By Doug Andrews, World Coin News
Celebration of the centennial of the
Royal Canadian Mint in the summer of 2008 may cause numismatists to reflect on the years of diplomatic wrangling and political infighting that surrounded its establishment. Now one of the most successful and modern mints in the world, its founding in 1908 was the culmination of nearly two decades of argument among Canadian parliamentarians, and negotiations between officials in Canada and the United Kingdom.

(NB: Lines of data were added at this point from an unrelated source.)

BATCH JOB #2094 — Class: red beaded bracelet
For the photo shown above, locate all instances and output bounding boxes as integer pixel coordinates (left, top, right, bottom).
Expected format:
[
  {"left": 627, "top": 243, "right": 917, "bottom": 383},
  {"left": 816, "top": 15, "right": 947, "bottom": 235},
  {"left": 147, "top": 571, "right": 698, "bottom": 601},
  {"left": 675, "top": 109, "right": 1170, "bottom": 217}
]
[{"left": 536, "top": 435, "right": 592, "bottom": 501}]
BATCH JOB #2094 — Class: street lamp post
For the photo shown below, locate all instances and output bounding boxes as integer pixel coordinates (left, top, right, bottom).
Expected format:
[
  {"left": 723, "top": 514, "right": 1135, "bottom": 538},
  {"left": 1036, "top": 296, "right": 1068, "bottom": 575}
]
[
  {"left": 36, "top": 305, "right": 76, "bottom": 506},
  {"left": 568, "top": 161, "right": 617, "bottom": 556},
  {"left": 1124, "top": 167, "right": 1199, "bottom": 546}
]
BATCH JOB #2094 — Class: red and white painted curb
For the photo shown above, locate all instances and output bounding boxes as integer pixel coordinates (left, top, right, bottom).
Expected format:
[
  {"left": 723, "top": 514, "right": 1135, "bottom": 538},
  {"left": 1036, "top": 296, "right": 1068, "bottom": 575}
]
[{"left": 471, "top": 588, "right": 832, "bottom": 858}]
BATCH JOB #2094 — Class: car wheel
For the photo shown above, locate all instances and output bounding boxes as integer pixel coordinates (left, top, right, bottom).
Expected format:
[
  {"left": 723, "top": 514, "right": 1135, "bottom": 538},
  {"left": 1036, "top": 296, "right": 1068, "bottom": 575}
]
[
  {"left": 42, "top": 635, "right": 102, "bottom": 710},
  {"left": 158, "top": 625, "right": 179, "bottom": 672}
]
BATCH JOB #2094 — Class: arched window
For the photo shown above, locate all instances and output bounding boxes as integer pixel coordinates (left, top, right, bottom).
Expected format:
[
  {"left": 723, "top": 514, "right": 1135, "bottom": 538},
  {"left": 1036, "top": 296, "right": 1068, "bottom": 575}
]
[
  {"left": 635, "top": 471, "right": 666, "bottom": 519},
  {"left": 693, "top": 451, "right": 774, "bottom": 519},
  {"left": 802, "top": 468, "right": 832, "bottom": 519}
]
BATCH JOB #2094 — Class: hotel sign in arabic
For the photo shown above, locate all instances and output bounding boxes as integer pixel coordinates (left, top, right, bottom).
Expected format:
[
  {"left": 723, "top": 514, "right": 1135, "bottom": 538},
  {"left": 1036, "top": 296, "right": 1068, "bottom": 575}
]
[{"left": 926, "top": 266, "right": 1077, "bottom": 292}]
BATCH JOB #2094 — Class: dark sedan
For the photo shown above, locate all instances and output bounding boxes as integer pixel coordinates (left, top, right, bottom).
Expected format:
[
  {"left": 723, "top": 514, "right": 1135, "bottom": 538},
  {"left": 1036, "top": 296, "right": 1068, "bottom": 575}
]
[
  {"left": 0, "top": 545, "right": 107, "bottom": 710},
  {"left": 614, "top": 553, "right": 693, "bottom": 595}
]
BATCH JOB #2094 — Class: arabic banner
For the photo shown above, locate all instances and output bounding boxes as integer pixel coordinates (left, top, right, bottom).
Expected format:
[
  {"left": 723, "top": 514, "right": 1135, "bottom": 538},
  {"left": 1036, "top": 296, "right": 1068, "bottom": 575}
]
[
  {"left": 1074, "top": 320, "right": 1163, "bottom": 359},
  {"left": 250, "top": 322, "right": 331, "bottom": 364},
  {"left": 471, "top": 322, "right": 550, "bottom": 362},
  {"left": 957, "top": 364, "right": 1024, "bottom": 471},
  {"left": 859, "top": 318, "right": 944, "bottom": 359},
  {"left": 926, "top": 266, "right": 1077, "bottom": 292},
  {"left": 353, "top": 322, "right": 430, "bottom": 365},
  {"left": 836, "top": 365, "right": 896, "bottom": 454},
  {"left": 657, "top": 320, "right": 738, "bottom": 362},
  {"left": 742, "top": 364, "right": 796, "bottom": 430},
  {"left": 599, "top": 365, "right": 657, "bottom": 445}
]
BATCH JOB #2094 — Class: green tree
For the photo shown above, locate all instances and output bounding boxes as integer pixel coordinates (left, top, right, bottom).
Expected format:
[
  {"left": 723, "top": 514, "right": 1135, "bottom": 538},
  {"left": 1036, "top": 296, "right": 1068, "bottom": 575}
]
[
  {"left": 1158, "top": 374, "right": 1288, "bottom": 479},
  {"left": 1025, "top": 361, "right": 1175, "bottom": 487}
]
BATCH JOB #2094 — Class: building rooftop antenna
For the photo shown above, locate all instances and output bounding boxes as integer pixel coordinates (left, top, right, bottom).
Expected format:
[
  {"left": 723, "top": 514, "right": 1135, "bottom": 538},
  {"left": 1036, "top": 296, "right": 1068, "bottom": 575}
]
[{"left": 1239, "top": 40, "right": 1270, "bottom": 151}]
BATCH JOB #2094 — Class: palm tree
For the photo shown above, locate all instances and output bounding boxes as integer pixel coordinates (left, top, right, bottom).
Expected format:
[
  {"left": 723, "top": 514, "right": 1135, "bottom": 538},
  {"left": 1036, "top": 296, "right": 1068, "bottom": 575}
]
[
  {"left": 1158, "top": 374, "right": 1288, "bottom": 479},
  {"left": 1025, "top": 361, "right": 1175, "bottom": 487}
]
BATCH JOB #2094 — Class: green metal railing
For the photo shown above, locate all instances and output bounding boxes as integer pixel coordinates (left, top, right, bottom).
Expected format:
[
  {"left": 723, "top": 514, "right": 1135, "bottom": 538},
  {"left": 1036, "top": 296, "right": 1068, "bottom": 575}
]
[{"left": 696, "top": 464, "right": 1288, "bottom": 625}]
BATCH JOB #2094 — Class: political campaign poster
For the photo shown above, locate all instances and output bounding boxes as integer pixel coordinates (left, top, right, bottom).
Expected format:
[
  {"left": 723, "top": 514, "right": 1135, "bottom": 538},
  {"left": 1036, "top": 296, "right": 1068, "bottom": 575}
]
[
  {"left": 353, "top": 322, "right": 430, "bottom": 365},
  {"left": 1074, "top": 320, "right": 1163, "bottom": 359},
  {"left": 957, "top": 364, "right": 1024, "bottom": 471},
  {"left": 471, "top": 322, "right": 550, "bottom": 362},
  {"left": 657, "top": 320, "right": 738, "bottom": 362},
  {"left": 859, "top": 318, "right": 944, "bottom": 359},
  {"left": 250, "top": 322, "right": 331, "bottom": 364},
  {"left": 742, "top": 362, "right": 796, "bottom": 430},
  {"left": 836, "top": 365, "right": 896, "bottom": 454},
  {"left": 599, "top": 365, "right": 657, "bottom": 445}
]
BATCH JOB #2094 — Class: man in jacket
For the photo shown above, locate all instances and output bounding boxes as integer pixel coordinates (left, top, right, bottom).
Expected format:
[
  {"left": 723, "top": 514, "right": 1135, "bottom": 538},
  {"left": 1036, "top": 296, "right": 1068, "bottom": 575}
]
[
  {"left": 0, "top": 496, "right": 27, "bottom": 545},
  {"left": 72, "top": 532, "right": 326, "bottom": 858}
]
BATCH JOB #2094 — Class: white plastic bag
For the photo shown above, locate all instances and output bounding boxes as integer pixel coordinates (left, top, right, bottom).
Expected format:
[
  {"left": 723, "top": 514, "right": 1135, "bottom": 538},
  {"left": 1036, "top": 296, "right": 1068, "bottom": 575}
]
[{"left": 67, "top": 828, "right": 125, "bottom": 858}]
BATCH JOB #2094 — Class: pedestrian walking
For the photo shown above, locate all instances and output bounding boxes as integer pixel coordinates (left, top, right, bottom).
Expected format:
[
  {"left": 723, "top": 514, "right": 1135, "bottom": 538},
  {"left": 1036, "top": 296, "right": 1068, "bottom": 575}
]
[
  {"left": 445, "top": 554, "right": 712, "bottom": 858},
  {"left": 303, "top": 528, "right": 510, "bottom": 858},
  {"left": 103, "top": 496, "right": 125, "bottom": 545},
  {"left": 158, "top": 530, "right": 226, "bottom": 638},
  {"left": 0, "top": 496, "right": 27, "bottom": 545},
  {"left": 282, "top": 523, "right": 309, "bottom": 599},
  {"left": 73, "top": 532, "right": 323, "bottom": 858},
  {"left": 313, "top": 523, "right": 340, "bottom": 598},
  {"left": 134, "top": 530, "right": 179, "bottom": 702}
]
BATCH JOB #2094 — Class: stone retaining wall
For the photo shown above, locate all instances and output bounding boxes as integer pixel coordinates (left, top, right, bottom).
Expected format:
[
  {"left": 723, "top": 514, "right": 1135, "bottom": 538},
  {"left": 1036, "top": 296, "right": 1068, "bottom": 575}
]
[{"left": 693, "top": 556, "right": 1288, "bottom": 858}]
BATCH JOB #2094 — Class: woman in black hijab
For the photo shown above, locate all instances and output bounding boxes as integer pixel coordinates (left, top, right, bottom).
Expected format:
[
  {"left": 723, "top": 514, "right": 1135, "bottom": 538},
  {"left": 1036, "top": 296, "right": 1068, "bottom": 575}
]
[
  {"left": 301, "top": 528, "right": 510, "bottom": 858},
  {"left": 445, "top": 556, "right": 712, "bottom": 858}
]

As early as 1890 members of the Canadian Senate from British Columbia began lobbying the Conservative and later, the Liberal, governments in Ottawa for opening a mint in Vancouver. Gold recently had been discovered in the nearby Fraser River Valley, and a tiny group of politicians led by Senator Thomas McInnes tried to persuade the cabinet to fund construction of a mint to assay and refine gold, produce ingots and strike gold into coins. In March, McInnes boldly introduced the following motion to the Senate, "Resolved as to the opinion of this House that it is both desirable and expedient that the government should immediately pass a coinage act and establish a mint."
Gold miners and speculators in British Columbia saw the opening of a mint as an opportunity to increase their profits by reducing the costs of exporting gold to the United States for refining. However, the Conservative Prime Minister, Sir John A. Macdonald, opposed the measure championed by McInnes, a Liberal, and it went down to defeat. Macdonald, then in declining health, had focused this agenda on protectionism rather than foreign trade, and a mint to increase profits from exportation of gold did not fit into his plans.